Monday, October 17, 2011

"I'm Just Lumpy"

Today's post comes to me via email from a running co-worker in Montana. She's been a distance runner for much of her life, and is now works as an RN at a VA in Montana. We met at the coaching course that I took last spring. Here she shares a story that ties in with Breast Cancer Awareness Month.
Ladies and gentlemen, please give a nice, warm "Accountability" welcome to Tova! Take it away, Tova...

I would like to start out with a disclaimer before I dive into my story.  Please be advised this is my own story I am sharing when I underwent “further evaluation” for a breast lump.  While it will be seemingly entertaining for you to read, please understand breast cancer affects several women and men and it is something I don’t mess with.  It is the most common cancer for women and is the second leading cause of cancer death for us too…over 40,000 women die yearly from it.

I had just turned the ripe old age of 30 and found myself rapidly falling apart.  You could say maybe I was going through a midlife crisis because my young adult life was over.  On the day of my birth, 30 years weighed heavily on my shoulders.  I had just started running again, wasn’t eating well, and at the time was stressed over the fact that my life flashing before my eyes.  I came down with a cold.  Looking the polar opposite of “the picture of health” I sat in my doctors office.  The nurse called me back and weighed me.  Awesome.  Let the humiliation begin.  She escorts me to a room, takes my vitals, asks me why I’m there.  Then leaves me to feel and look like death warmed over. 
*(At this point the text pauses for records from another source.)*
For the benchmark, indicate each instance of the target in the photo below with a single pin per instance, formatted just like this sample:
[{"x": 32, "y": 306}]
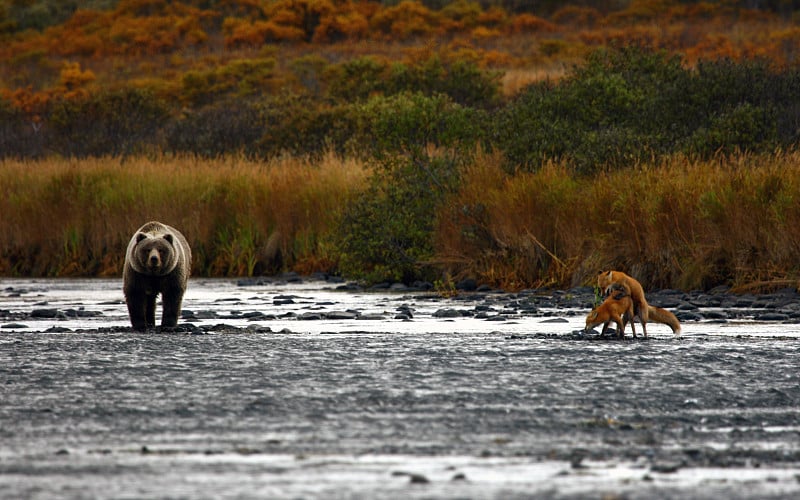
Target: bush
[
  {"x": 419, "y": 144},
  {"x": 112, "y": 123},
  {"x": 625, "y": 106},
  {"x": 215, "y": 130}
]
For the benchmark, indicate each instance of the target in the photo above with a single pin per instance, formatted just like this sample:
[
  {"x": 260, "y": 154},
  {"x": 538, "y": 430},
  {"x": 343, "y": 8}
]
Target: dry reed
[{"x": 66, "y": 217}]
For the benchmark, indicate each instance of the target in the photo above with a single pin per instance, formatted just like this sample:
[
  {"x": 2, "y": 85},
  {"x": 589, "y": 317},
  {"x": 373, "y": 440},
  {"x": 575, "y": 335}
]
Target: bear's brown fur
[{"x": 158, "y": 261}]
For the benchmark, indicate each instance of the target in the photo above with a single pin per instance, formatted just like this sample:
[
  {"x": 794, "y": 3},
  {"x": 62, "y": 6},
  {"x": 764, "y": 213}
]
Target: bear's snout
[{"x": 153, "y": 259}]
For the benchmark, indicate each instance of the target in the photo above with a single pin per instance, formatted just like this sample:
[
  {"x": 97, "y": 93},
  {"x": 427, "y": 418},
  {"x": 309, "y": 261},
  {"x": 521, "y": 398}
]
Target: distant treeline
[
  {"x": 620, "y": 108},
  {"x": 18, "y": 16}
]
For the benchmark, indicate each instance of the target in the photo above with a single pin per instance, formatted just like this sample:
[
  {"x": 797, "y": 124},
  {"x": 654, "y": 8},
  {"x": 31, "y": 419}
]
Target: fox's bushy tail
[{"x": 659, "y": 315}]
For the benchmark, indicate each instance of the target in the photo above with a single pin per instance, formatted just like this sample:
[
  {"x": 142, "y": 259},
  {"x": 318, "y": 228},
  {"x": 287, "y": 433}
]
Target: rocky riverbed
[{"x": 304, "y": 388}]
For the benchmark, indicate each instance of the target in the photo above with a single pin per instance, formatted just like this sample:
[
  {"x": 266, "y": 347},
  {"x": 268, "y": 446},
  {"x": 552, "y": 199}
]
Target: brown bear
[{"x": 158, "y": 261}]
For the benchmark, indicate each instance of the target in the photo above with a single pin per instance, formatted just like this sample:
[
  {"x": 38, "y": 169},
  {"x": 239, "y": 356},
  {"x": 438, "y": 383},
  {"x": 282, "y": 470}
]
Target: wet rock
[
  {"x": 342, "y": 315},
  {"x": 81, "y": 313},
  {"x": 666, "y": 467},
  {"x": 372, "y": 317},
  {"x": 772, "y": 316},
  {"x": 309, "y": 316},
  {"x": 45, "y": 313},
  {"x": 449, "y": 313},
  {"x": 467, "y": 285},
  {"x": 715, "y": 315},
  {"x": 414, "y": 478}
]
I had thought I had an understanding with my doctor.  I don’t get in his way.  He doesn’t get in mine.  I tell him what is going on.  “I have a cold.  Maybe cough too.  I’ve had it for a few weeks-maybe six.  I’m training for a marathon and I can’t run ‘cause I’m having a hard time breathing.  What do you think about a Z-Pack and a rescue inhaler?”  His reply:  “Huh.  Well let’s take a listen to you.”  At this point I whine to him about not needing to…blah blah blah…and like a good doctor he tells me I have no choice and to get up on the table.  While he’s listening to my lungs he says, “When was your last breast exam?  Do you do self exams?”  Hmmm.  Not sure where he was going with this…I replied, “I’ve calved out four kids.  My last breast exam was the last time I had a baby.  A few years ago.  I’ve felt some lumps but I think their just fibrous.”  He removes his stethoscope from his ears, pauses for effect, then hands me a gown to put on and leaves the room.  Oh no…

After the mortifying experience of a breast exam filled with blushing, holding my breath, and gritting my teeth while I answered more of his questions, he suggests I have a mammogram.  Oh.  And he’ll give me the z-pack but I’m banned from running for 10 days to give my lungs a rest.  “A what?!?!?  I’m 30 years old!  I’m just lumpy!  And I can’t run?!  Who are you?!  The Grim Reaper?”  Chuckling at my obvious dismay, he tells me there are two areas that don’t “feel normal.”  While it could be nothing it could also be something.  And he needed to know for sure.  And he told me I needed to know. 
With a sickly feeling in my stomach I arrived at the hospital for my mammogram.  What was going to happen?  I may have had four kids but I have “little going on up top” if you catch my drift.  How were the jaws of life going to produce any discernable images of cancer when I had little to offer to the machine?  After much manipulation and stellar range of motion on my part, I felt as though any excess skin starting at my wrists was scraped up toward my breasts.  Excess skin under my chin was scraped down.  Concerned my nose would be included in the image because I didn’t realize EXACTLY what was considered breast tissue at this point, I relayed my concerns to the tech and nurse.   They were wonderful, got my humor, and assured me only my ears would be included in the films and not my nose.

I ended up having a normal mammogram.  During the whole experience I began to reflect on what I had done and what I still needed to do…as a mom, as a daughter, as a sister, as a wife, and as a nurse.  Scares like a lump, a bump, a bleed, or an abnormal lab value really put life in perspective for us.  This is good-the silver lining.  The normal mammogram for me was a get out of jail for free card.  The event wasn’t to be ignored-I considered it a wake-up call. 

Thank you for allowing me to share your story, Tova! And now, back to my regularly scheduled mindlessness.